Buy The Assets, Not The Business
Most understand the principle behind buying the assets, not the business. Certainly, most lawyers and accountants understand and give appropriate guidance to their clients, however, some small business owners have not gotten the memo and buy the business to their potential peril.
So, here is the info you need to better understand this issue and the reasons why I highly recommend that under most circumstances it is best to buy the assets of a business as opposed to buying the entire business.
Perhaps the most compelling reason is that when buying the assets you leave the liabilities behind. The unsecured creditors cannot make a claim against the assets of the new entity. Any unpaid tax obligations, if not yet liened, will not follow the assets. Lawsuits and any liabilities, known or unknown, will not follow the assets –they are left behind. Thus, prudence dictates that when purchasing a business one should design it as an asset purchase. This will prevent costly mistakes.

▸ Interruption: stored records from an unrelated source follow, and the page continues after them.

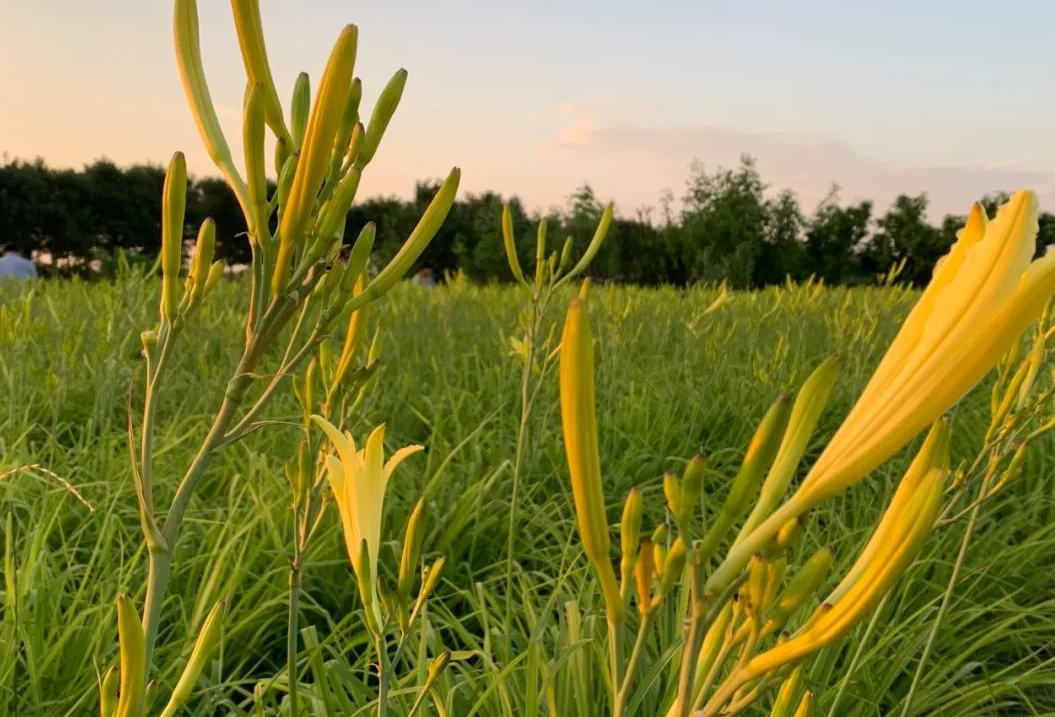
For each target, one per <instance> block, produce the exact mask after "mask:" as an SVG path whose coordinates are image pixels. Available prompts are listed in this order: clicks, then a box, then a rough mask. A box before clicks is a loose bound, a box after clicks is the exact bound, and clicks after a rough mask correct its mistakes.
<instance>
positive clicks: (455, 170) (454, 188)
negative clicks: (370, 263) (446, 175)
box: [367, 167, 461, 296]
mask: <svg viewBox="0 0 1055 717" xmlns="http://www.w3.org/2000/svg"><path fill="white" fill-rule="evenodd" d="M460 180H461V170H459V169H458V168H457V167H456V168H454V169H453V170H450V174H448V175H447V178H446V179H445V180H444V181H443V185H442V186H440V191H438V192H437V193H436V196H435V197H433V200H431V201H430V202H429V205H428V208H427V209H426V210H425V213H424V214H422V215H421V219H420V220H419V221H418V226H417V227H415V228H414V231H413V232H410V236H409V237H407V240H406V241H404V243H403V246H402V247H400V250H399V251H398V252H397V253H396V256H394V257H392V259H391V261H389V263H388V266H386V267H385V268H384V269H382V270H381V273H380V274H378V275H377V276H376V277H375V278H373V280H372V282H370V284H369V286H368V287H367V291H368V292H369V293H370V294H371V295H373V296H380V295H382V294H383V293H385V292H386V291H388V290H389V289H390V288H391V287H392V286H394V285H395V284H396V282H398V280H400V279H401V278H402V277H403V274H405V273H406V272H407V270H409V269H410V266H411V265H413V264H414V263H415V261H416V260H417V259H418V257H419V256H421V252H423V251H425V247H427V246H428V243H429V241H431V240H433V237H434V236H436V232H438V231H440V227H442V226H443V221H444V220H445V219H446V218H447V213H448V212H449V211H450V207H452V205H454V202H455V196H456V195H457V194H458V182H459V181H460Z"/></svg>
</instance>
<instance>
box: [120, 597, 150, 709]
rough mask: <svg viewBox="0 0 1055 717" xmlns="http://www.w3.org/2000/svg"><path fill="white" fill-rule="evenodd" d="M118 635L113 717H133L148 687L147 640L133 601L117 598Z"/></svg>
mask: <svg viewBox="0 0 1055 717" xmlns="http://www.w3.org/2000/svg"><path fill="white" fill-rule="evenodd" d="M117 636H118V641H119V642H120V652H121V683H120V692H119V696H118V699H117V711H116V712H115V713H114V717H135V714H136V712H137V711H138V710H139V701H140V700H141V699H142V697H143V691H145V690H146V687H147V684H146V681H147V641H146V638H145V636H143V633H142V625H141V624H140V623H139V615H138V614H137V613H136V611H135V607H134V606H133V605H132V601H131V600H130V599H129V597H128V596H127V595H124V594H123V593H122V594H121V595H119V596H117Z"/></svg>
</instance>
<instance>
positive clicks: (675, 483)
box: [663, 473, 682, 516]
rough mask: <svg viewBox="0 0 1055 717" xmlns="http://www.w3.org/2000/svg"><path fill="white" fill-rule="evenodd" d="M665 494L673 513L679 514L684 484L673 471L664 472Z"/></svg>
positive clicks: (669, 506) (670, 510)
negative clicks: (680, 485) (678, 479)
mask: <svg viewBox="0 0 1055 717" xmlns="http://www.w3.org/2000/svg"><path fill="white" fill-rule="evenodd" d="M663 495H664V497H665V498H666V499H667V508H668V509H669V510H670V512H671V515H673V516H677V515H679V512H680V508H682V486H680V485H678V482H677V479H676V478H674V476H673V474H671V473H664V477H663Z"/></svg>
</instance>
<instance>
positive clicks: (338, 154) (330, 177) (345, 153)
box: [323, 77, 363, 198]
mask: <svg viewBox="0 0 1055 717" xmlns="http://www.w3.org/2000/svg"><path fill="white" fill-rule="evenodd" d="M362 99H363V82H362V81H361V80H360V79H359V78H358V77H357V78H354V79H353V80H352V81H351V88H350V89H349V90H348V100H347V102H346V103H345V105H344V114H342V115H341V123H340V124H338V128H337V136H334V137H333V151H332V153H331V155H330V164H329V170H328V171H327V173H326V188H327V189H326V192H324V195H323V196H324V198H325V197H326V194H327V193H329V192H332V189H333V182H335V181H337V180H338V179H339V178H340V177H341V168H342V167H343V166H344V158H345V155H347V154H348V146H349V142H350V140H351V135H352V133H353V132H354V131H356V128H357V127H358V125H359V103H360V101H361V100H362Z"/></svg>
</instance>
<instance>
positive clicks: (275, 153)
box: [274, 139, 292, 176]
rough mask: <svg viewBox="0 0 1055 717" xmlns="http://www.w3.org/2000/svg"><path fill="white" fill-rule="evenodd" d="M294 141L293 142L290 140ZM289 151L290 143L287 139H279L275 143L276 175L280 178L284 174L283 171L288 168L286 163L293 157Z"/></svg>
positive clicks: (274, 156)
mask: <svg viewBox="0 0 1055 717" xmlns="http://www.w3.org/2000/svg"><path fill="white" fill-rule="evenodd" d="M290 141H292V140H290ZM291 156H292V155H291V153H290V151H289V142H288V141H286V140H285V139H277V140H275V142H274V174H275V176H279V175H280V174H282V169H283V168H284V167H285V166H286V162H287V161H288V160H289V158H290V157H291Z"/></svg>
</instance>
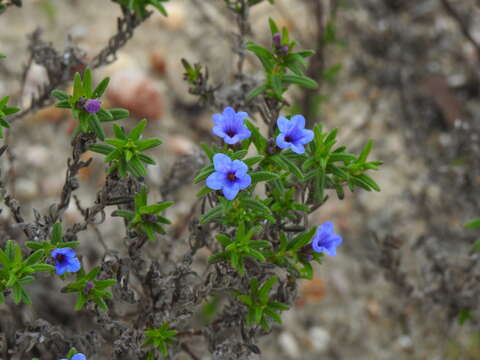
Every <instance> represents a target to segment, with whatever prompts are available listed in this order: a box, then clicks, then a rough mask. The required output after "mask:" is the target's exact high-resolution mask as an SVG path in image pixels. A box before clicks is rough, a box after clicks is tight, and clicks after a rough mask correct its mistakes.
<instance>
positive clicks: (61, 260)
mask: <svg viewBox="0 0 480 360" xmlns="http://www.w3.org/2000/svg"><path fill="white" fill-rule="evenodd" d="M55 259H56V260H57V261H58V262H63V261H65V255H63V254H57V255H56V256H55Z"/></svg>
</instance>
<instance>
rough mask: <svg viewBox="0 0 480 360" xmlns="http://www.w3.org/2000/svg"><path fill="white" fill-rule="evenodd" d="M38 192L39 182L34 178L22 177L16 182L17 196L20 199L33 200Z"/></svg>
mask: <svg viewBox="0 0 480 360" xmlns="http://www.w3.org/2000/svg"><path fill="white" fill-rule="evenodd" d="M37 194H38V187H37V184H36V183H35V182H33V181H32V180H29V179H20V180H17V181H16V182H15V196H17V197H18V200H32V199H34V198H35V197H36V196H37Z"/></svg>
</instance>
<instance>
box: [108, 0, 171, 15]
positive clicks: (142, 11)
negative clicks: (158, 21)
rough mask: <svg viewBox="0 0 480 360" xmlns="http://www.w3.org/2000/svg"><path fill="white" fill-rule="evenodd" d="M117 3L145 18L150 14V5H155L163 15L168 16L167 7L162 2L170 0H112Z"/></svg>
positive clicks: (158, 9)
mask: <svg viewBox="0 0 480 360" xmlns="http://www.w3.org/2000/svg"><path fill="white" fill-rule="evenodd" d="M112 1H113V2H116V3H117V4H120V5H122V6H125V7H127V8H129V9H130V10H133V11H134V12H135V14H136V15H137V16H138V17H140V18H142V19H143V18H145V17H146V16H147V15H149V11H148V10H147V7H148V6H153V7H155V8H156V9H157V10H158V11H160V13H161V14H162V15H163V16H168V14H167V11H166V10H165V7H164V6H163V5H162V3H165V2H168V1H169V0H112Z"/></svg>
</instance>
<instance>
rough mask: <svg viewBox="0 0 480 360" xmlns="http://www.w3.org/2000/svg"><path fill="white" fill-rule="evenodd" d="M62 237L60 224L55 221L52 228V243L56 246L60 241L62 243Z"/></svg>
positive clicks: (61, 232)
mask: <svg viewBox="0 0 480 360" xmlns="http://www.w3.org/2000/svg"><path fill="white" fill-rule="evenodd" d="M62 237H63V234H62V224H61V223H59V222H58V221H57V222H56V223H55V224H53V227H52V237H51V239H52V243H53V244H58V243H59V242H60V241H62Z"/></svg>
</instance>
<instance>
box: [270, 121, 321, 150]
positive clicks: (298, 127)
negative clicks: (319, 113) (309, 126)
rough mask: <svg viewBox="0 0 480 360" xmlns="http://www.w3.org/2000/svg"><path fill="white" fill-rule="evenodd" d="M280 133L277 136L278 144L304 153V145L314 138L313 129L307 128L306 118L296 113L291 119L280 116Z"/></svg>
mask: <svg viewBox="0 0 480 360" xmlns="http://www.w3.org/2000/svg"><path fill="white" fill-rule="evenodd" d="M277 126H278V128H279V129H280V134H279V135H278V136H277V141H276V142H277V145H278V147H279V148H282V149H291V150H292V151H293V152H295V153H297V154H303V153H304V152H305V148H304V147H303V145H305V144H307V143H309V142H310V141H312V140H313V131H312V130H306V129H305V118H304V117H303V116H302V115H295V116H293V117H292V119H291V120H288V119H287V118H284V117H282V116H280V117H279V118H278V120H277Z"/></svg>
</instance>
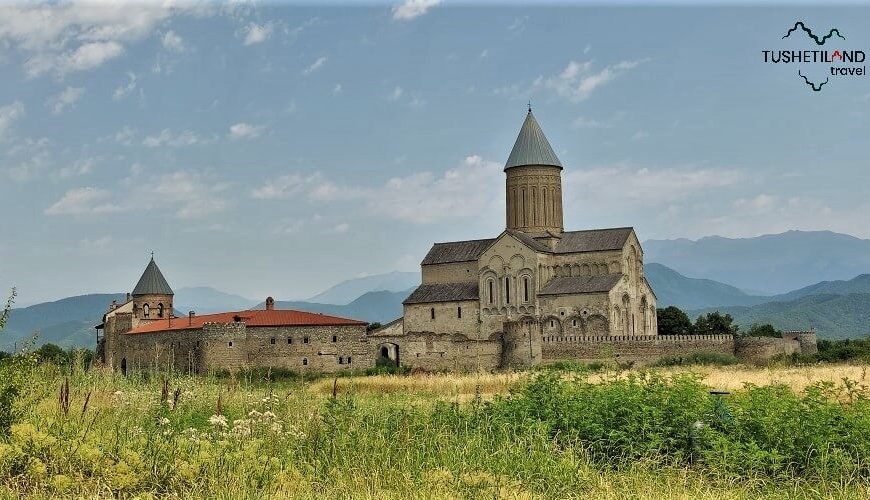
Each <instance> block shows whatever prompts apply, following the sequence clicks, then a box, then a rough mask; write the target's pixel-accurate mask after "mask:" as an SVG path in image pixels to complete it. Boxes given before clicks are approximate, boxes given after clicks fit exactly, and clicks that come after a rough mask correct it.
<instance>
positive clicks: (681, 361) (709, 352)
mask: <svg viewBox="0 0 870 500" xmlns="http://www.w3.org/2000/svg"><path fill="white" fill-rule="evenodd" d="M738 363H740V360H738V359H737V358H736V357H734V356H733V355H731V354H720V353H717V352H696V353H692V354H689V355H687V356H666V357H664V358H661V359H659V360H657V361H656V362H654V363H652V364H651V365H650V366H691V365H713V366H728V365H736V364H738Z"/></svg>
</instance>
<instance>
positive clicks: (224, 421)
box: [208, 415, 227, 427]
mask: <svg viewBox="0 0 870 500" xmlns="http://www.w3.org/2000/svg"><path fill="white" fill-rule="evenodd" d="M208 422H209V423H210V424H211V425H213V426H215V427H226V426H227V417H225V416H223V415H212V416H210V417H209V418H208Z"/></svg>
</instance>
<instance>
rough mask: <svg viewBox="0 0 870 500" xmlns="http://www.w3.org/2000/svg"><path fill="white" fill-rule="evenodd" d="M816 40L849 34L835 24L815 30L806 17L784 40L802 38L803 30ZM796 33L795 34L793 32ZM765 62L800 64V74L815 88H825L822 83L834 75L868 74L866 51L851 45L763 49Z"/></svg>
mask: <svg viewBox="0 0 870 500" xmlns="http://www.w3.org/2000/svg"><path fill="white" fill-rule="evenodd" d="M798 30H800V32H802V33H803V34H805V35H806V38H807V39H809V40H811V41H812V42H814V43H815V45H816V46H820V47H821V46H824V45H825V44H826V43H828V42H832V43H831V45H833V43H834V42H836V43H840V42H839V40H837V39H834V37H837V38H838V39H840V40H846V37H845V36H843V34H842V33H840V30H839V29H837V28H831V29H829V30H828V32H827V33H826V34H824V35H822V36H819V34H816V33H814V32H813V30H812V28H810V27H808V26H807V25H806V24H805V23H804V22H803V21H797V22H796V23H794V26H792V27H791V28H789V30H788V31H787V32H786V34H785V35H783V36H782V40H785V39H786V38H790V39H798V38H800V33H799V32H798ZM793 34H794V37H792V35H793ZM761 53H762V55H763V56H764V62H765V63H771V64H785V65H800V66H799V67H798V68H797V76H798V78H799V79H801V80H802V81H803V82H804V83H805V84H806V85H807V86H808V87H809V88H810V89H812V91H813V92H821V90H822V87H824V86H825V85H826V84H828V83H829V82H830V81H831V78H834V79H838V78H843V77H845V78H848V77H863V76H866V75H867V67H866V66H864V65H863V63H864V59H865V54H864V51H863V50H854V49H847V48H834V49H833V50H827V49H812V50H787V49H784V50H762V51H761Z"/></svg>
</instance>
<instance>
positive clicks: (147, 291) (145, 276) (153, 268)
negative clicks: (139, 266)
mask: <svg viewBox="0 0 870 500" xmlns="http://www.w3.org/2000/svg"><path fill="white" fill-rule="evenodd" d="M133 295H174V294H173V293H172V288H170V287H169V283H168V282H167V281H166V278H164V277H163V273H161V272H160V268H159V267H157V263H156V262H154V257H151V262H149V263H148V266H146V267H145V272H143V273H142V277H141V278H139V282H138V283H136V287H135V288H133Z"/></svg>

In all reality, the business follows the assets so there is really no detriment to the decision to design your acquisition as an asset purchase. You will receive the benefits you are seeking as everything you need will be available to you to continue the operation. If the business is not making a profit there is no technical “goodwill” and thus the business is only worth the value of the assets, so it stands to reason that the best strategy is to only purchase the assets and not the business.
The name of the business is an asset and can be purchased and can remain exactly the same as it was. The telephone numbers are assets, as are the fax number, the website, the customer list, vendor list, etc. Everything necessary to run and continue the business is an asset and available for purchase and such a purchase ensures that you are not inviting the liabilities to join you in your new venture.